A team of twelve researchers from Berlin, Munich, the United Kingdom, and the United States were involved in the development. The paper's two lead authors are David Hoerl, from Ludwig-Maximilians-Universitaet Muenchen, the Berlin Institute for Medical Systems Biology (BIMSB) of the MDC, as well as the MDC researcher Dr. Fabio Rojas Rusak. The researchers show in their paper that algorithms can be used to reconstruct and scale the data acquired by light-sheet microscopy in such a way that renders a supercomputer unnecessary. "Our software runs on any standard computer," says Preibisch. "This allows the data to be easily shared across research teams."
Data quality is also determined
The development of BigStitcher began about ten years ago. "At that time, I was still a PhD student and was thinking a lot about how to best handle very large amounts of data," recalls Preibisch. "The frameworks we created back then have helped us to successfully tackle a very current problem." But, of course, he adds, many new algorithms were also incorporated into the software.

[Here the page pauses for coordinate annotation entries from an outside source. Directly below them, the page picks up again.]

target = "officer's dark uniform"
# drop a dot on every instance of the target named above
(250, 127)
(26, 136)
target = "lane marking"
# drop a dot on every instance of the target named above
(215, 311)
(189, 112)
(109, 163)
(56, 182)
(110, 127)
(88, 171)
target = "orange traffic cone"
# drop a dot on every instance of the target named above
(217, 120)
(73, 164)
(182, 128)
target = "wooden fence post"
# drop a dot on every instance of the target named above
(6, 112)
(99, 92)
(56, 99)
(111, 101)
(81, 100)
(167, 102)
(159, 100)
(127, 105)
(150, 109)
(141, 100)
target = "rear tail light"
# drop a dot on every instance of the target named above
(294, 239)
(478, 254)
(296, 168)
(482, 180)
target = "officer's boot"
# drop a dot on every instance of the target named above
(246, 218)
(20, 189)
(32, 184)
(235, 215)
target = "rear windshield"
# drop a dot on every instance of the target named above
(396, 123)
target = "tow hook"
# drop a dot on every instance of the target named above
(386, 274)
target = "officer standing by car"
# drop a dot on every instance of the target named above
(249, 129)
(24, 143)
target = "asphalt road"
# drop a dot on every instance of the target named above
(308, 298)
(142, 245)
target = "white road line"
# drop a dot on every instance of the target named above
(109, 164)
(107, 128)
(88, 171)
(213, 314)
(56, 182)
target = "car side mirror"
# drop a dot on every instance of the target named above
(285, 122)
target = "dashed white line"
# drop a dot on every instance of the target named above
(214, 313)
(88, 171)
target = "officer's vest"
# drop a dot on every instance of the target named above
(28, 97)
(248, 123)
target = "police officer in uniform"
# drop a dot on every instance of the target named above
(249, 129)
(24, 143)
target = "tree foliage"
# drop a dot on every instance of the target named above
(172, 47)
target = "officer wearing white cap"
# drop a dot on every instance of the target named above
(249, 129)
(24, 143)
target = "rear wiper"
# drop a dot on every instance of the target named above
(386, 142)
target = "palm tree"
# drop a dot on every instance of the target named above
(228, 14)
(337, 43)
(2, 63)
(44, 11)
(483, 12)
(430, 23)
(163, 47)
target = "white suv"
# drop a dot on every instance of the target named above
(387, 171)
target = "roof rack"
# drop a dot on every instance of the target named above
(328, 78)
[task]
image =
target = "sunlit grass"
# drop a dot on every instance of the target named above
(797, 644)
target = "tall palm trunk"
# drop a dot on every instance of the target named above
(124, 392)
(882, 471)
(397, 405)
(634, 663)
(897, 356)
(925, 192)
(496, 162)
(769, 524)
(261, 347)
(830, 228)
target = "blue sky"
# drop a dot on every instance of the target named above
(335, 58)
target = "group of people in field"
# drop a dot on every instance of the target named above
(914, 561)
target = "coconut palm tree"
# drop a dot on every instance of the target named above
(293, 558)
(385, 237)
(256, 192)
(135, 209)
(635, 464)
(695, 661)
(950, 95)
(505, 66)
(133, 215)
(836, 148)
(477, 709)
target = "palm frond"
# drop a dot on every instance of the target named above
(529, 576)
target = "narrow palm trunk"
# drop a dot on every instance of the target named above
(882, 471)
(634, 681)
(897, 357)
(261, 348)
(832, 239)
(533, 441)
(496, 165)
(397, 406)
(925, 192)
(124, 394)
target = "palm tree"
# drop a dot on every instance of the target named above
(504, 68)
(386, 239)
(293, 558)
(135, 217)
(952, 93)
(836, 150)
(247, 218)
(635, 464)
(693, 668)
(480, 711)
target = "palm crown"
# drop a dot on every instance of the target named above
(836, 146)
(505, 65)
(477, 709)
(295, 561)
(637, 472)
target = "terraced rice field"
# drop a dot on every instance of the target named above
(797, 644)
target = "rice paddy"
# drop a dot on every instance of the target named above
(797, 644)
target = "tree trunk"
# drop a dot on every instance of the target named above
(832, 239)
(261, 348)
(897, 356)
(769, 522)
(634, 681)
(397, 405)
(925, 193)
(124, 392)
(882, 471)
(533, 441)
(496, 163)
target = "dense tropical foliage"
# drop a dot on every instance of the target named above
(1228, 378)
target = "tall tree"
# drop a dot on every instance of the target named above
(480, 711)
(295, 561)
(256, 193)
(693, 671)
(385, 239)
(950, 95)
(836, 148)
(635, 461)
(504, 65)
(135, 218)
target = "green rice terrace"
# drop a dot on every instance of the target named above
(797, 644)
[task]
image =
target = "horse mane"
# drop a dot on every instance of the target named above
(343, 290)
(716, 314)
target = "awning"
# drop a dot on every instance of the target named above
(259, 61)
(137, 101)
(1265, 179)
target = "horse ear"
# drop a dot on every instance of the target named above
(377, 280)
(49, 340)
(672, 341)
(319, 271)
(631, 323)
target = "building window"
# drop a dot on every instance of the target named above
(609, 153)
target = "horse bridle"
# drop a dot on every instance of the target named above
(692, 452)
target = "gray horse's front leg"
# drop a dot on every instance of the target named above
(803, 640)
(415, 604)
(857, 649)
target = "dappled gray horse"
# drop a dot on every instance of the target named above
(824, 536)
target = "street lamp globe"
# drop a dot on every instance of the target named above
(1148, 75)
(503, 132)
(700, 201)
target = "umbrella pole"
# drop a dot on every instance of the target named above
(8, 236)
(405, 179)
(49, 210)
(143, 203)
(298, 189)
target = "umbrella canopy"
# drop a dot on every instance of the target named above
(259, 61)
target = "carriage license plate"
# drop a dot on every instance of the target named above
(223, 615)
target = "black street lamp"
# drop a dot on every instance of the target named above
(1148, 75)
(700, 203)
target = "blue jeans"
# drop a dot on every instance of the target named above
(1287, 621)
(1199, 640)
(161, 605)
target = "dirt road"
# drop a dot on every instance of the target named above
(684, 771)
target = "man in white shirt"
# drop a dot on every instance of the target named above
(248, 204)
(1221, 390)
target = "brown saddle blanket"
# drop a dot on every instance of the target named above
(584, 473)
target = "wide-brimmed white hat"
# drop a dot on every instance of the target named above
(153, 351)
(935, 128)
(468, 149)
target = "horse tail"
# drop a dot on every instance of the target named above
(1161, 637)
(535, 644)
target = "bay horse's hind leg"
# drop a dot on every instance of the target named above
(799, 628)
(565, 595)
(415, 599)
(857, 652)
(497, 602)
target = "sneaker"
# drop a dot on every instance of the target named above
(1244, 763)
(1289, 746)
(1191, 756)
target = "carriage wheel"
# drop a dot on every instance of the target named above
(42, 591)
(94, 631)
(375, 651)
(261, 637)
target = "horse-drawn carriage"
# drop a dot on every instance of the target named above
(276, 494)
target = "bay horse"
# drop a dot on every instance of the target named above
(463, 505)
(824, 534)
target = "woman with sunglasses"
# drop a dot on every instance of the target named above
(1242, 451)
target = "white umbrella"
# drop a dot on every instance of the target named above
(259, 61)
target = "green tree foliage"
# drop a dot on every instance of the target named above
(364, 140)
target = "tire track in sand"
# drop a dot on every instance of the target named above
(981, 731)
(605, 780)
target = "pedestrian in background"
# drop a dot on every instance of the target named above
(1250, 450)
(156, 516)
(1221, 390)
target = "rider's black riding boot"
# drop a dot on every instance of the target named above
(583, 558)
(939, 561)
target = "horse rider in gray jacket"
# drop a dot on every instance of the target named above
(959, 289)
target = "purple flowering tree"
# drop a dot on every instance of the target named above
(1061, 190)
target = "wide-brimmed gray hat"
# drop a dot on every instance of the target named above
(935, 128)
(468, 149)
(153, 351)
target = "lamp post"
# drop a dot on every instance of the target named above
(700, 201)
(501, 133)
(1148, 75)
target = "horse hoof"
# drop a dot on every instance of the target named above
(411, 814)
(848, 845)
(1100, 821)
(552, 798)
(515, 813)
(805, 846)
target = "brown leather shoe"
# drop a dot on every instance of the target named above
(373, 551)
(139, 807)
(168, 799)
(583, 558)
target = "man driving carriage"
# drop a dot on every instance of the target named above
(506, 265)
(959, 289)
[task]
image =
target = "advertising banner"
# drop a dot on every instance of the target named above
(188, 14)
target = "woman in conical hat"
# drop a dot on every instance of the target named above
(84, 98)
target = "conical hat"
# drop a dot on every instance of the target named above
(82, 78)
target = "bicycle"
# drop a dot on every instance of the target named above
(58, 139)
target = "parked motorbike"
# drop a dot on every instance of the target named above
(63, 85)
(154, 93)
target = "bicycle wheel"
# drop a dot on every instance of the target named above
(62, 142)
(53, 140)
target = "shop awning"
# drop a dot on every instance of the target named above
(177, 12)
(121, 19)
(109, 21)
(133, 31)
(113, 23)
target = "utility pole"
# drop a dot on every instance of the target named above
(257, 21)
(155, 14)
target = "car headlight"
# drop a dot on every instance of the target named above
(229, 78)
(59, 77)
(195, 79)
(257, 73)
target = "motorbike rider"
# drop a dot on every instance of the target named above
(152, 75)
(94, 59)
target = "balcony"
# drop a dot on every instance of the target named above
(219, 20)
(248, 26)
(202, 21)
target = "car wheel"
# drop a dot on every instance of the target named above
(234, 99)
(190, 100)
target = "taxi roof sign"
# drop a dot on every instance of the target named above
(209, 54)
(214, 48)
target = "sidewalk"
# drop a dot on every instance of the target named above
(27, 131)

BigStitcher can visualize on screen the previously imaged samples in any level of detail desired, but it can also do much more. "The software automatically assesses the quality of the acquired data," says Preibisch. This is usually better in some parts of the object being studied than in others. "Sometimes, for example, clearing doesn't work so well in particular area, meaning that fewer details are captured there," explains the MDC researcher.
"The brighter a particular region of, say, a mouse brain or a human organ is displayed on screen, the higher the validity and reliability of the acquired data," says Preibisch, describing this additional feature of his software. And because even the best clearing techniques never achieve 100 percent transparency of the sample, the software lets users rotate and turn the image captured by the microscope in any direction on screen. It is thus possible to view the sample from any angle. "This is another new feature of our software," says Preibisch.
Anyone can download the software for free
The zoom function allows biologists to find answers to many questions, such as: Where in the brain is cell division currently taking place? Where is RNA expressed? Or where do particular neuronal projections end? "In order to find all this out, it is first necessary to get an overview of the entire object of study, but then to be able to zoom in to view the smallest of details in high resolution," explains Preibisch. Therefore, many labs today have a need for software like BigStitcher. The program is distributed within the Fiji framework, where any interested scientist can download and use the plug-in free of charge.